2008-11-08 Fir de Conversatie Tony Mechelynck

On 08/11/08 22:16, Bill McCarthy wrote:
 Hello Vim Developers,

 After updating my runtime today, I noted the command
 `:ol[dfiles]'.  Certainly `:h :ol' or `:h :oldfiles' works
 fine.  However:

  :ol
 or
  :oldfiles

 produces `E492: Not an editor command'.  It there an error
 in the helpfiles?  This appears to also be true for
 v:oldfiles - i.e. no such thing.


I can't find when that command and variables were added; however they 
don't exist in tiny or small builds if Vim, which don't include the 
expression-evaluation feature. This (or the equivalent) is the important 
line in the output of the :version command:

Huge version with GTK2-GNOME GUI.  Features included (+) or not (-):

If the first word here is Tiny or Small you don't need to look 
further -- in that case your Vim version hasn't got what it takes to use 
the :oldfiles command or the v:oldfiles variable.

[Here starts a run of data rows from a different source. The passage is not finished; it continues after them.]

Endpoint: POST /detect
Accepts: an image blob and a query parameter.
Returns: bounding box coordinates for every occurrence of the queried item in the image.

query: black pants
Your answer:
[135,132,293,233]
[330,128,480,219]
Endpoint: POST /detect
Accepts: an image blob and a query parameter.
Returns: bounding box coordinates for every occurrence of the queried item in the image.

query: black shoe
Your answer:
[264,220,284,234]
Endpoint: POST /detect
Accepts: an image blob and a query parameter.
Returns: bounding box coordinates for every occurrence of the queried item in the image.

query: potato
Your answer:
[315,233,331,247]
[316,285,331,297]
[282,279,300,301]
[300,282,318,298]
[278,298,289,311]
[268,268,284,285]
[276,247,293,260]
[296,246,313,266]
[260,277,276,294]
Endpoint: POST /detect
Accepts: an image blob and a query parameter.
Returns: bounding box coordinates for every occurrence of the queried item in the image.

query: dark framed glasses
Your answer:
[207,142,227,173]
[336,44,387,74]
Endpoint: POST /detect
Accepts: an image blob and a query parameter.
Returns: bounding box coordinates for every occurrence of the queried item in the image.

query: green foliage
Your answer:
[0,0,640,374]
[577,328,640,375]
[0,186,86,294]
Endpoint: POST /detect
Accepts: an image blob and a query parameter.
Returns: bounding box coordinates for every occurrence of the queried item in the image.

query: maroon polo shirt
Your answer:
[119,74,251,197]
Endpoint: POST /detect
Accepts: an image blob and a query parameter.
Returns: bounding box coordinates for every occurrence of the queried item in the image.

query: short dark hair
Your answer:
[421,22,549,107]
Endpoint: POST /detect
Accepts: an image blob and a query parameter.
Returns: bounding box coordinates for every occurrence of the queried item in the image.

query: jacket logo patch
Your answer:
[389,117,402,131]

OTOH if your Vim version is too old it might not jibe with the latest 
runtimes anymore. In that case here are the relevant :version lines:

VIM - Vi IMproved 7.2 (2008 Aug 9, compiled Nov  7 2008 03:49:22)
Included patches: 1-30

If the second line is not present it means No patches included. The 
above (7.2.30) is the latest version as of this version, AFAIK.


Best regards,
Tony.
-- 
I've seen better heads on half a pint of beer.